Mitte September reichte Bundesrat Kaspar Villiger sein Rücktrittsschreiben ein – dass er nicht mehr für eine weitere Legislatur kandidieren würde, war seit einem Jahr bekannt. Als Favoriten für seine Nachfolge galten die Berner Ständerätin Christine Beerli, der Urner Nationalrat Franz Steinegger und die Aargauer Nationalrätin Christine Egerszegi. Aussenseiterchancen eingeräumt wurden Ständerat Hans-Rudolf Merz (AR).

Bei den eidgenössischen Wahlen musste die FDP die grössten Verluste aller Parteien hinnehmen: Sie verlor insgesamt 11 Parlamentsmandate, davon 4 Ständeratssitze. In der Folge kam es – auch im Hinblick auf die Bundesratswahlen (die Nachfolge für Kaspar Villiger und die ultimative Forderung der SVP, ihr einen zweiten Sitz zuzugestehen, der mit Christoph Blocher zu besetzen sei) zu Diskussionen über die Ausrichtung der Partei: Als neugewählte FDP-Parlamentarier sich aktiv für das Referendum der SVP gegen die Mutterschaftsversicherung engagierten und sich damit von einer Vorlage, die unter der Ägide der FDP zustande gekommen war, distanzierten, verwarnten Fraktionsmehrheit und Parteispitze die Abtrünnigen, da extreme Abweichungen eine klare Positionierung der Partei beeinträchtigten.

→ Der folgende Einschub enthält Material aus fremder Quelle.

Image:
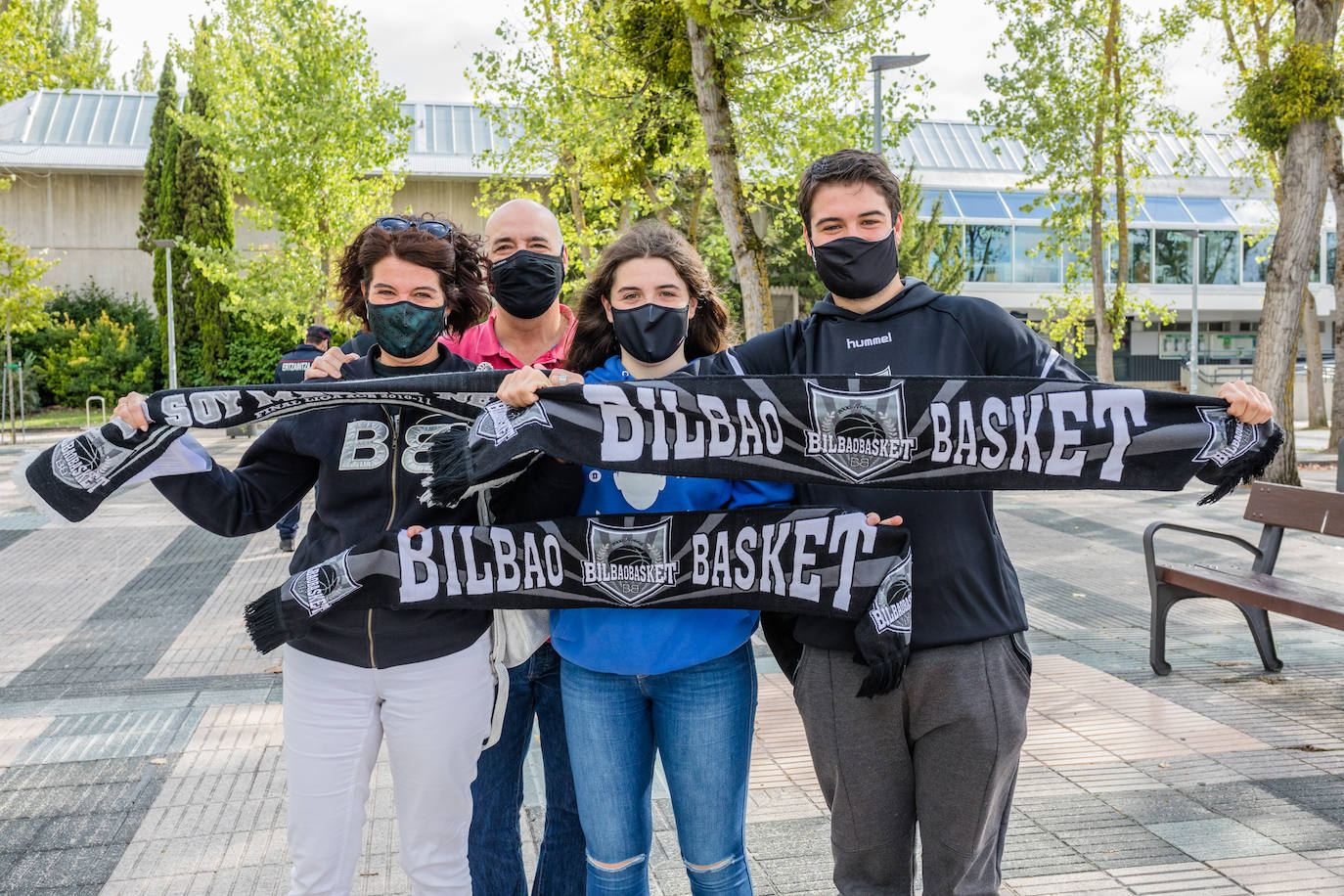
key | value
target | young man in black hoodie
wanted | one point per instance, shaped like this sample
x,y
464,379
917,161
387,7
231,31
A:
x,y
944,747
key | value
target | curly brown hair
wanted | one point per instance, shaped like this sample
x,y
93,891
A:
x,y
457,261
594,337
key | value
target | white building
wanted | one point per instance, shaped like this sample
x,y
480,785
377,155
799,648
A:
x,y
78,160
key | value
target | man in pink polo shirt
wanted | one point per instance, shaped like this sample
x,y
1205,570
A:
x,y
527,261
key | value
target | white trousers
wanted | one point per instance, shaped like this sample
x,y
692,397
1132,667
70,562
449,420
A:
x,y
434,713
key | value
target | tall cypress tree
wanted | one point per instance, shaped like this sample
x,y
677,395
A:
x,y
203,184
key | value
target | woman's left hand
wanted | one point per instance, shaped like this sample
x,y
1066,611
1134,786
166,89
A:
x,y
1245,402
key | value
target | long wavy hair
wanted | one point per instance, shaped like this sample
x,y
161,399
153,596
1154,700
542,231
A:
x,y
594,337
457,261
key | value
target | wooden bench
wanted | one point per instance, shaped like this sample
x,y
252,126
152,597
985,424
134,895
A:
x,y
1254,590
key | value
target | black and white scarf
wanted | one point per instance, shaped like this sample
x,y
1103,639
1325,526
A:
x,y
916,431
802,560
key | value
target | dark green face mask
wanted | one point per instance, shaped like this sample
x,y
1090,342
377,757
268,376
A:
x,y
405,330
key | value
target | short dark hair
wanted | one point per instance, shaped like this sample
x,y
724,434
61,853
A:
x,y
456,259
847,166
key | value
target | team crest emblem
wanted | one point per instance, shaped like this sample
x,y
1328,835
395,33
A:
x,y
1224,448
893,607
499,422
629,563
861,434
86,463
319,587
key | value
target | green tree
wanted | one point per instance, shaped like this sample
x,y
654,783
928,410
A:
x,y
141,78
1085,94
711,103
1289,93
298,113
929,248
207,226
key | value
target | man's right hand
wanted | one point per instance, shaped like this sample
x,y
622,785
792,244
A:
x,y
328,366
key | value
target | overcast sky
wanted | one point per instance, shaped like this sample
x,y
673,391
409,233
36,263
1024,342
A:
x,y
426,45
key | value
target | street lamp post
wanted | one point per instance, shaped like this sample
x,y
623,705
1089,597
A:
x,y
172,335
879,65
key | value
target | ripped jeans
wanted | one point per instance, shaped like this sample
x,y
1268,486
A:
x,y
700,720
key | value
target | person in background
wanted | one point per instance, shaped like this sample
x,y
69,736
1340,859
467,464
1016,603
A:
x,y
291,370
678,684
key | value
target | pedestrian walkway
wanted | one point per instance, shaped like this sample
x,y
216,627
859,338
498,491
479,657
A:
x,y
140,734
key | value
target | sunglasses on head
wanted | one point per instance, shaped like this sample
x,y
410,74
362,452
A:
x,y
431,227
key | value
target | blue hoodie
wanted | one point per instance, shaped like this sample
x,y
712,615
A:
x,y
654,641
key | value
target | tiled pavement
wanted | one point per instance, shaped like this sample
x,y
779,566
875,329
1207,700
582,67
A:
x,y
140,739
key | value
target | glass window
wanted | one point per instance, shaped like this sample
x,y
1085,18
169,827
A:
x,y
1017,202
1140,256
1218,259
989,252
1171,256
931,197
1032,269
1208,211
1165,208
977,204
1256,258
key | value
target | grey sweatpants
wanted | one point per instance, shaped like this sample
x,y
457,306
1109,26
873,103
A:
x,y
941,749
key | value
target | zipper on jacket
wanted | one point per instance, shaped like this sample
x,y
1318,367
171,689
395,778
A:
x,y
394,458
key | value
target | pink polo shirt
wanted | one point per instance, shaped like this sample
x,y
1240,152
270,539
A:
x,y
480,344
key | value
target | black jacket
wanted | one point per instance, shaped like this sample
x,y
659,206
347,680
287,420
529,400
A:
x,y
294,362
369,463
963,585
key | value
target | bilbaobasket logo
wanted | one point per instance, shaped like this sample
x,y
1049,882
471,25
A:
x,y
1221,448
861,434
500,422
629,561
316,589
85,463
893,607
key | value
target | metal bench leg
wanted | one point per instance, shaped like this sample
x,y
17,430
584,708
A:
x,y
1258,621
1163,600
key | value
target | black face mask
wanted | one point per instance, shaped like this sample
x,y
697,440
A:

Im November stellten Rechtsbürgerliche den politischen Kurs der Parteileitung in Frage und verlangten eine Standortbestimmung, während Mitglieder der Parteileitung Überlegungen dahingehend anstellten, ob die FDP vorübergehend auf einen ihrer beiden Sitze in der Regierung verzichten oder gar den Gang in die Opposition erwägen solle. Schliesslich beschlossen die Freisinnigen, am Anspruch auf zwei Regierungssitze festzuhalten und nominierten Christine Beerli (BE) und Hans-Rudolf Merz (AR) als Kandidaten für die Nachfolge von Bundesrat Kaspar Villiger. Am 10. Dezember wählte die Vereinigte Bundesversammlung Hans-Rudolf Merz in die Regierung.